Civics: The Mount Vernon Police Tapes: In Secretly Recorded Phone Calls, Officers Say Innocent People Were Framed
In hours of secretly recorded telephone conversations, police officers in Mount Vernon, New York, reveal widespread corruption, brutality and other misconduct in the troubled Westchester County city just north of the Bronx.
Caught on tape by a whistleblower cop, the officers said they witnessed or took part in alarming acts of police misconduct, from framing and beating residents to collaborating with drug dealers, all as part of a culture of impunity within the department’s narcotics unit.
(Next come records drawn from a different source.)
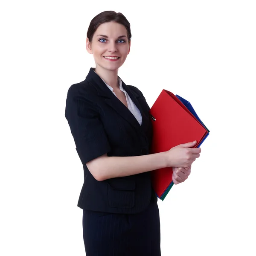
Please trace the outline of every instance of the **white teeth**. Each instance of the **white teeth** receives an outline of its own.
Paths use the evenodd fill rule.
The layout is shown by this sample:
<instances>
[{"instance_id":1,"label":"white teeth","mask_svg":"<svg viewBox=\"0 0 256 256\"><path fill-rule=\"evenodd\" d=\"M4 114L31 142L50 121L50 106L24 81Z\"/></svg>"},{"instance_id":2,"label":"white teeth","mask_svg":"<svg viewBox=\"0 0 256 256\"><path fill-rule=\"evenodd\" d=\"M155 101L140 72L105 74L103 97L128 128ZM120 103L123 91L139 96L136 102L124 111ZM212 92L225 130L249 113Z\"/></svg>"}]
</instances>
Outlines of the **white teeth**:
<instances>
[{"instance_id":1,"label":"white teeth","mask_svg":"<svg viewBox=\"0 0 256 256\"><path fill-rule=\"evenodd\" d=\"M111 60L116 60L118 58L119 58L119 57L109 57L108 56L105 56L104 58L108 58Z\"/></svg>"}]
</instances>

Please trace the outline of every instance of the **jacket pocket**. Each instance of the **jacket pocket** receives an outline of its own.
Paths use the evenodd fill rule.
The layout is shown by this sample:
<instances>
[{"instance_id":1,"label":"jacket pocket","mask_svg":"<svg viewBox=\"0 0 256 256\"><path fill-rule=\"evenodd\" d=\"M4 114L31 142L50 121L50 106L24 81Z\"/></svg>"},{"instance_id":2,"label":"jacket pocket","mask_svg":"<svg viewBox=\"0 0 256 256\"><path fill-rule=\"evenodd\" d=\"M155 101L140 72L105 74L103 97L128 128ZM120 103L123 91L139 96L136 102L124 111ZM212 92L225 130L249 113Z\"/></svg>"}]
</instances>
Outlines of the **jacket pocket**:
<instances>
[{"instance_id":1,"label":"jacket pocket","mask_svg":"<svg viewBox=\"0 0 256 256\"><path fill-rule=\"evenodd\" d=\"M135 182L115 178L108 182L108 196L110 207L131 208L134 206Z\"/></svg>"}]
</instances>

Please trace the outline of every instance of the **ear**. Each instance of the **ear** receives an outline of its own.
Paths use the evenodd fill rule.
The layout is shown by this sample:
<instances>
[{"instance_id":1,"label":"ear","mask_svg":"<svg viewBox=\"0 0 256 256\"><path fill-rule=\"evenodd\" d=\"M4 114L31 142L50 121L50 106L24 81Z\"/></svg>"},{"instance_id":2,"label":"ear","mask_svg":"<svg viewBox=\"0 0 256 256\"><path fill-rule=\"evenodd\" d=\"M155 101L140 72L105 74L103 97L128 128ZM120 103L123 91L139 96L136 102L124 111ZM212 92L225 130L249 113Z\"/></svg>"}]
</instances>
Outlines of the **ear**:
<instances>
[{"instance_id":1,"label":"ear","mask_svg":"<svg viewBox=\"0 0 256 256\"><path fill-rule=\"evenodd\" d=\"M86 49L89 53L92 54L92 44L90 42L88 38L86 38Z\"/></svg>"},{"instance_id":2,"label":"ear","mask_svg":"<svg viewBox=\"0 0 256 256\"><path fill-rule=\"evenodd\" d=\"M129 41L129 50L128 51L128 55L130 53L130 50L131 49L131 40Z\"/></svg>"}]
</instances>

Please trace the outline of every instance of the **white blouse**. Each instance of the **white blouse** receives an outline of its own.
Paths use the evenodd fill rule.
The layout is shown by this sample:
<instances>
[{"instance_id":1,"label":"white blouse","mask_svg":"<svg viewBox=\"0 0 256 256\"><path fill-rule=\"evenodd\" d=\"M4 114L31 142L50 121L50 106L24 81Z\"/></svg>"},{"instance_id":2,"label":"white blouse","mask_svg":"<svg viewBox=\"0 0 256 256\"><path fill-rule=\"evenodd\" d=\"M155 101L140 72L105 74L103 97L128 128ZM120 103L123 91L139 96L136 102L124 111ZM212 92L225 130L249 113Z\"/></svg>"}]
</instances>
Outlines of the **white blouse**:
<instances>
[{"instance_id":1,"label":"white blouse","mask_svg":"<svg viewBox=\"0 0 256 256\"><path fill-rule=\"evenodd\" d=\"M109 88L111 92L114 94L115 96L117 97L116 93L113 91L113 88L108 84L106 82L102 79L102 81L105 83L106 85ZM141 114L139 110L139 109L137 108L136 105L134 104L134 102L131 99L129 94L124 90L122 85L122 80L119 78L118 78L118 82L119 83L119 88L120 90L125 93L125 97L126 98L126 102L127 102L127 105L128 105L128 108L129 110L131 112L132 114L134 116L134 117L137 119L137 121L141 125L141 122L142 122L142 119L141 117Z\"/></svg>"}]
</instances>

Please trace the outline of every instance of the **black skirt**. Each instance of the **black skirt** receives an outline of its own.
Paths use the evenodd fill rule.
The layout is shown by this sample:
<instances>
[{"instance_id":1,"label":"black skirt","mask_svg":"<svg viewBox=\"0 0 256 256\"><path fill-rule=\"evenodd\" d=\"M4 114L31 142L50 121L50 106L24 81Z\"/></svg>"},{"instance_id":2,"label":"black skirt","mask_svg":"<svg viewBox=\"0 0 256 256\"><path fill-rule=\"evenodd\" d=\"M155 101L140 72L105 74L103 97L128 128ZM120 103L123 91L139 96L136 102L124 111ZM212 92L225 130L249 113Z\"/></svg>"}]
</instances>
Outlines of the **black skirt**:
<instances>
[{"instance_id":1,"label":"black skirt","mask_svg":"<svg viewBox=\"0 0 256 256\"><path fill-rule=\"evenodd\" d=\"M160 256L157 203L135 214L83 210L87 256Z\"/></svg>"}]
</instances>

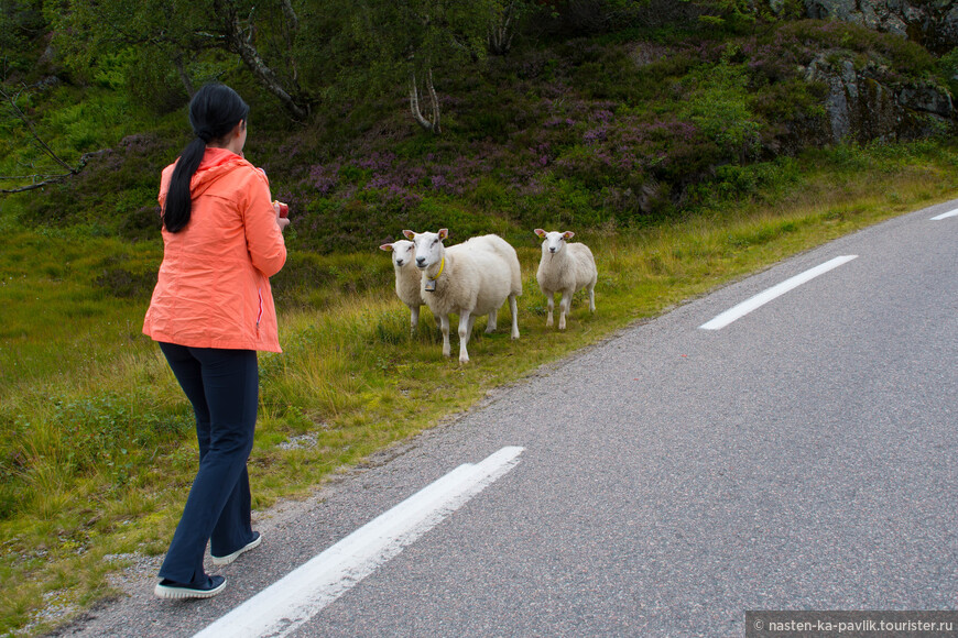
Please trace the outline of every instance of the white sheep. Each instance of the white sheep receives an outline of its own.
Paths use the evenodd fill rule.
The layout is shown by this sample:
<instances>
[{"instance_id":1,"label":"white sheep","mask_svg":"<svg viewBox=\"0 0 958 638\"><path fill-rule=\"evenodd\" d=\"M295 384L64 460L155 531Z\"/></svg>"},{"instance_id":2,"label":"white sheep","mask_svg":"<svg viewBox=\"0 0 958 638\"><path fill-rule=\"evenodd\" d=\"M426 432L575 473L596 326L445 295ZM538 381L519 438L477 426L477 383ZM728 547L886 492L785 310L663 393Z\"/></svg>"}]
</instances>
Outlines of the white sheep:
<instances>
[{"instance_id":1,"label":"white sheep","mask_svg":"<svg viewBox=\"0 0 958 638\"><path fill-rule=\"evenodd\" d=\"M559 293L559 330L566 329L566 315L573 304L573 295L583 288L589 292L589 311L596 311L596 280L599 277L596 258L592 251L584 243L566 243L576 233L546 232L535 229L535 234L545 240L542 242L542 258L535 278L538 287L548 302L546 327L553 323L553 296Z\"/></svg>"},{"instance_id":2,"label":"white sheep","mask_svg":"<svg viewBox=\"0 0 958 638\"><path fill-rule=\"evenodd\" d=\"M512 338L519 339L515 298L522 295L522 273L515 250L497 235L472 238L449 246L449 231L403 234L416 244L416 266L422 271L422 295L443 331L443 355L450 355L449 315L459 316L459 363L469 361L467 345L479 315L489 315L486 332L496 330L496 317L509 299Z\"/></svg>"},{"instance_id":3,"label":"white sheep","mask_svg":"<svg viewBox=\"0 0 958 638\"><path fill-rule=\"evenodd\" d=\"M410 308L410 324L413 332L420 323L420 307L423 300L423 275L416 267L416 244L399 240L391 244L382 244L380 250L392 252L392 268L395 271L395 294Z\"/></svg>"}]
</instances>

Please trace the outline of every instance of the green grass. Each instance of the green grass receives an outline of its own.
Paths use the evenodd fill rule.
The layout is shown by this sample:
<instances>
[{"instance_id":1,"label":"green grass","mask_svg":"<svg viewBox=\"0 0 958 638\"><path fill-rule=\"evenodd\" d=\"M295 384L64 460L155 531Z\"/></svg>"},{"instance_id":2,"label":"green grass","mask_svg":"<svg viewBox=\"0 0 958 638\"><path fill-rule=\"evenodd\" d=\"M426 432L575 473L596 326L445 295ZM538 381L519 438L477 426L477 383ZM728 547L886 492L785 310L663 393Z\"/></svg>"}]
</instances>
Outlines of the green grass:
<instances>
[{"instance_id":1,"label":"green grass","mask_svg":"<svg viewBox=\"0 0 958 638\"><path fill-rule=\"evenodd\" d=\"M260 358L254 507L307 495L338 469L636 320L958 193L947 147L853 148L805 160L819 168L791 177L787 187L771 185L753 202L714 204L700 216L633 231L562 229L592 248L600 273L597 312L578 296L565 332L545 328L536 238L531 229L507 229L526 238L514 242L524 273L522 338L509 338L508 308L491 336L480 319L465 366L442 356L427 310L409 333L389 257L375 246L295 255L291 267L325 275L317 302L287 296L280 317L285 352ZM110 595L106 574L122 563L105 557L165 551L197 455L188 406L140 334L156 244L3 230L0 635L48 629L56 620L40 616L53 604L45 601L76 610ZM110 293L129 280L127 296ZM287 283L308 288L296 277ZM307 433L315 444L281 447Z\"/></svg>"}]
</instances>

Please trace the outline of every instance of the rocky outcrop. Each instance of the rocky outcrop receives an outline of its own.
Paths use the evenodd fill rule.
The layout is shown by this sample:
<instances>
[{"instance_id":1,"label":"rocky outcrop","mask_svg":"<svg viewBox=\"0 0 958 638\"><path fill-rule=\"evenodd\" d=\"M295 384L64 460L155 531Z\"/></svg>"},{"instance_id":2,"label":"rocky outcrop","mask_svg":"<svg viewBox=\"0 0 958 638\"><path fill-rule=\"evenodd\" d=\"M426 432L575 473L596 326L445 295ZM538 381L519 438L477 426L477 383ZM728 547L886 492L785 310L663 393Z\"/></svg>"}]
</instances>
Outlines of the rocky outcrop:
<instances>
[{"instance_id":1,"label":"rocky outcrop","mask_svg":"<svg viewBox=\"0 0 958 638\"><path fill-rule=\"evenodd\" d=\"M908 37L933 53L958 46L954 0L804 0L808 18L854 22Z\"/></svg>"},{"instance_id":2,"label":"rocky outcrop","mask_svg":"<svg viewBox=\"0 0 958 638\"><path fill-rule=\"evenodd\" d=\"M930 84L894 85L874 64L857 68L850 59L824 54L805 69L805 79L828 87L825 110L832 142L899 142L939 133L954 123L947 90Z\"/></svg>"}]
</instances>

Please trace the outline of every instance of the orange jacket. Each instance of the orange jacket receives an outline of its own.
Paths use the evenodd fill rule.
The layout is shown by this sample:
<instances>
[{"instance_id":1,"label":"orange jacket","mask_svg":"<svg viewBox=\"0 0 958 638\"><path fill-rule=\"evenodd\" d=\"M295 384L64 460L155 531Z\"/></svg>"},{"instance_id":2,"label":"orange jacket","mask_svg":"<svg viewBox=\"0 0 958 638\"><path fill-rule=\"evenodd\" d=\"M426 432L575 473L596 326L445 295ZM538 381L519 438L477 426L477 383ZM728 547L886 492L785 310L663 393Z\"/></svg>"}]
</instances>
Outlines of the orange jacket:
<instances>
[{"instance_id":1,"label":"orange jacket","mask_svg":"<svg viewBox=\"0 0 958 638\"><path fill-rule=\"evenodd\" d=\"M176 164L163 169L160 206ZM280 349L270 277L286 262L262 170L207 148L190 182L189 223L163 230L163 263L143 333L194 348Z\"/></svg>"}]
</instances>

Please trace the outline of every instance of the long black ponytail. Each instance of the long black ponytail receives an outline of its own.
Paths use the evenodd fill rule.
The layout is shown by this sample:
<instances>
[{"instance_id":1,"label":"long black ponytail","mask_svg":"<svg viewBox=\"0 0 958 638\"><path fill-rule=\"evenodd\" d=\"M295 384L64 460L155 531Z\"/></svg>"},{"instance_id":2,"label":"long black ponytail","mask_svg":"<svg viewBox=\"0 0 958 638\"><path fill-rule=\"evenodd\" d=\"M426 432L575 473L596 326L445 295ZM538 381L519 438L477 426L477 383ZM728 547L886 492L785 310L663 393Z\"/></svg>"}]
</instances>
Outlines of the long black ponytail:
<instances>
[{"instance_id":1,"label":"long black ponytail","mask_svg":"<svg viewBox=\"0 0 958 638\"><path fill-rule=\"evenodd\" d=\"M163 207L163 226L167 231L178 232L189 223L193 209L189 183L203 162L206 144L224 139L240 120L247 122L249 113L249 106L226 85L206 85L193 96L189 102L189 124L196 138L179 155L170 178L166 205Z\"/></svg>"}]
</instances>

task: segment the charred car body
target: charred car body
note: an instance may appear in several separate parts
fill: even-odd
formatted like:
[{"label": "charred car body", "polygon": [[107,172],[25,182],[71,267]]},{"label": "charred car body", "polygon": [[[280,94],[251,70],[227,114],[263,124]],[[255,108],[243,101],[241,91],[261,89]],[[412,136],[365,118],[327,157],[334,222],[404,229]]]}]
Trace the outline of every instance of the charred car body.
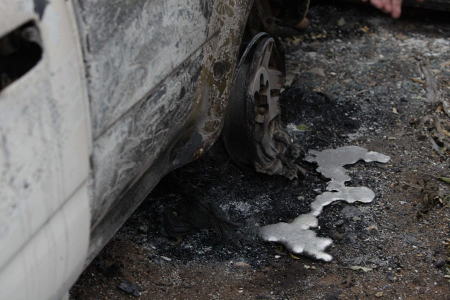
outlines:
[{"label": "charred car body", "polygon": [[308,2],[0,3],[0,298],[60,298],[222,128],[240,162],[294,176],[270,34]]}]

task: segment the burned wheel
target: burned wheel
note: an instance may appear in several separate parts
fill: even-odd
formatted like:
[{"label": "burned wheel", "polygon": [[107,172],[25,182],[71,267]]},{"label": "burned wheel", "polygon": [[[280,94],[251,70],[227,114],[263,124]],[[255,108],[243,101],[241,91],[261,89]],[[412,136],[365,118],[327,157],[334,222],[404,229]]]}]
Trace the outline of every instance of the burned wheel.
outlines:
[{"label": "burned wheel", "polygon": [[279,103],[284,60],[266,34],[252,40],[235,72],[222,140],[236,162],[259,172],[284,174],[290,138],[281,126]]}]

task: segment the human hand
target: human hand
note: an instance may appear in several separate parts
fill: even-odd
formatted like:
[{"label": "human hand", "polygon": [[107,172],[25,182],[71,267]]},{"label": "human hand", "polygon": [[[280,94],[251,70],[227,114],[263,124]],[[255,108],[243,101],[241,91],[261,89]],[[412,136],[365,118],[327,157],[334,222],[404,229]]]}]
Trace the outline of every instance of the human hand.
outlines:
[{"label": "human hand", "polygon": [[[367,2],[368,0],[362,0]],[[402,2],[403,0],[370,0],[370,4],[386,14],[390,14],[395,18],[400,18],[402,14]],[[424,2],[424,0],[416,0],[418,2]]]}]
The Mount Vernon police tapes, obtained exclusively by Gothamist/WNYC, were recorded from 2017 to this year by Murashea Bovell, a 12-year veteran of the department who has been blowing the whistle on misconduct for years.
In 2014 and 2015, Bovell reported his colleagues’ alleged corruption and brutality in confidential complaints to the city and a lawsuit against the city, which was dismissed on procedural grounds. But he saw little change, so he began quietly recording his colleagues to substantiate his own claims.
“I need to have something tangible,” he told Gothamist/WNYC. “Something to prove that what I was saying is true, and wouldn’t fall on deaf ears if the time came.”